Chef’s story follows a renowned Chef named Carl Casper who loses his job at the restaurant where he’d been working for years owned by none other than Dustin Hoffman. After going viral in one of the worst ways one could, he decides to run his own food truck (after much persuasion of course). Taking a journey through America, Carl discovers not only himself and his creativity which the foodies loved about him in the first place, but he also has room to try and piece his distant family back together again.

The first assumption one would make is that the film is just about good food. It definitely isn’t, even though “great food” does play a part of it in which it will get you hungry, looking or the nearest sandwich shop or Subway, but that won’t fill the spot because of your yearning desire for a Cuban sandwich from Miami. Looking like a pro, Favreau plays a fantastic Chef. From the visuals to the technique, to the language, it’s obvious he knows exactly what he’s doing. It’s very legit indeed, adding to what made this film so great.

Other than the great food, Chef is about starting your life over, finding yourself in what you love doing, repairing what you care about, illuminating family and work dilemmas and how to overcome them and about family, not just blood related families but those who you can count on and who will help you every step of the way. There’s so much going on message wise but it all works so well. There’s a balance and nothing becomes too overwhelming.

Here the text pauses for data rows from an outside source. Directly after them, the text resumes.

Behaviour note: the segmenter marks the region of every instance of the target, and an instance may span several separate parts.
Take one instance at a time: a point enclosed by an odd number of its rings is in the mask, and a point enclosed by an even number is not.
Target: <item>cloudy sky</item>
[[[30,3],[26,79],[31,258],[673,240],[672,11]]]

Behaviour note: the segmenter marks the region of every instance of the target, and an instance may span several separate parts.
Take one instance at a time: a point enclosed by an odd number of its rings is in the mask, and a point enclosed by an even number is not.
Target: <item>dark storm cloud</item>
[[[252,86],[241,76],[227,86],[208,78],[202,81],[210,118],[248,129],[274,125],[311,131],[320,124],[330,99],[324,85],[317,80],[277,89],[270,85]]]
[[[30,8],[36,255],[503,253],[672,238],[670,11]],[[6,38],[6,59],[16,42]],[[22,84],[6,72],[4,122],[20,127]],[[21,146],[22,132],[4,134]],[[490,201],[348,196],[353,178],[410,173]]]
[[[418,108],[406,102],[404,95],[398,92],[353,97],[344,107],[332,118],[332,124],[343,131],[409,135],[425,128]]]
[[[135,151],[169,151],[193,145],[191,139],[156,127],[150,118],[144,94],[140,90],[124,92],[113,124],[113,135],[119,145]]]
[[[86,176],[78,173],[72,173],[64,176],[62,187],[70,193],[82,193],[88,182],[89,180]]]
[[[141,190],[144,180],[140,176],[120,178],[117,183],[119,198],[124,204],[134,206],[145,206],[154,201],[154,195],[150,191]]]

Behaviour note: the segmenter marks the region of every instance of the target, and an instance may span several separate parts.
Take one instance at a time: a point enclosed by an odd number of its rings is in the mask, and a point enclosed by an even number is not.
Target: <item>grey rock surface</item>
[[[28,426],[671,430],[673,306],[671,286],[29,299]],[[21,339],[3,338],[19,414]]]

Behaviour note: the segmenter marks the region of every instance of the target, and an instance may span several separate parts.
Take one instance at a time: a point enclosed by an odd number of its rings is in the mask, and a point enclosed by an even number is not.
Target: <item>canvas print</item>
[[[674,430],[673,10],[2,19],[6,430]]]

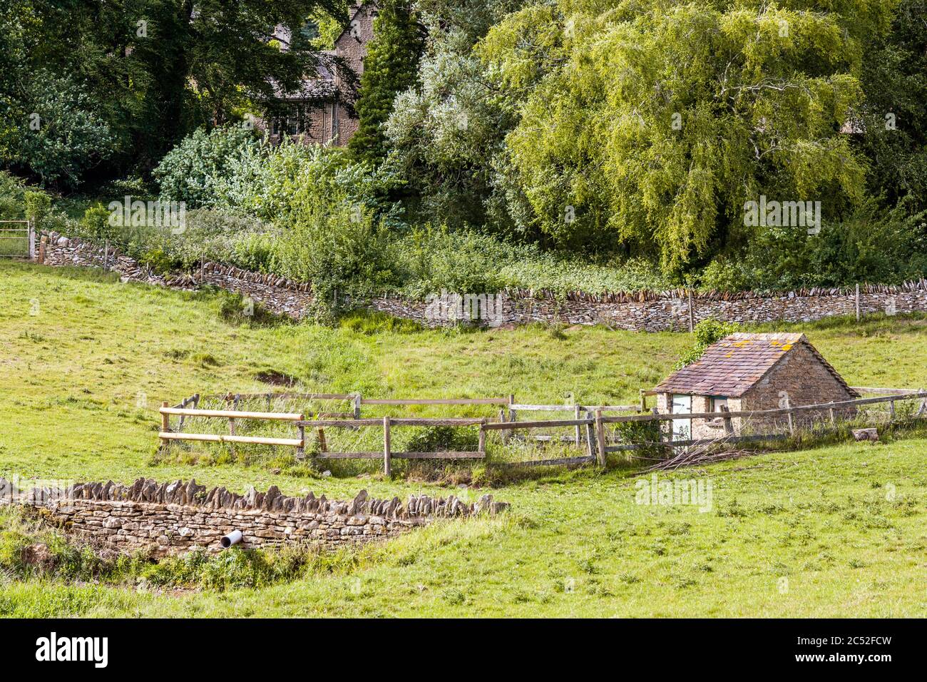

The great use of technology was really fascinating. Twitter and Vine especially played a huge part and it was very true to the current generation. Nearly everyone uses them and it’s the perfect social media platform for promotion. The fact that Chef Carl didn’t know what it was all about and it had to take his 10 year old son to explain everything to him was a lovely touch. The fact that his son owns an iphone is exactly where we are now compared to a decade ago. It’s all just great, just as mentioned before, Favreau stayed true to the film. His promotion for Chef using social media to bring us with him through his researching journeys got everyone who followed interested and ready in the wings for the film.

Chef is very straight forward, warm and humorous, which is expected with this great line-up of a cast. We’ve got John Leguizamo, Dustin Hoffman, Scarlett Johansson, Sofia Vergara, Oliver Platt, Bobby Cannavale and Iron Man bud Robert Downey Jr. The one that stood out and really helped the film blossom into even more perfection was Carl’s 10 year old son Percy played by Emjay Anthony. Not only was he super smart, witty and super cute, his on-screen relationship with Favreau was literally the heart of the film. It’s the father/son relationship that lowers your blood pressure.

Chef is nothing less than perfect. It’s the true definition of a feel good movie. Delicious, delightful and is definitely more than the chocolate molten lava cake for sure!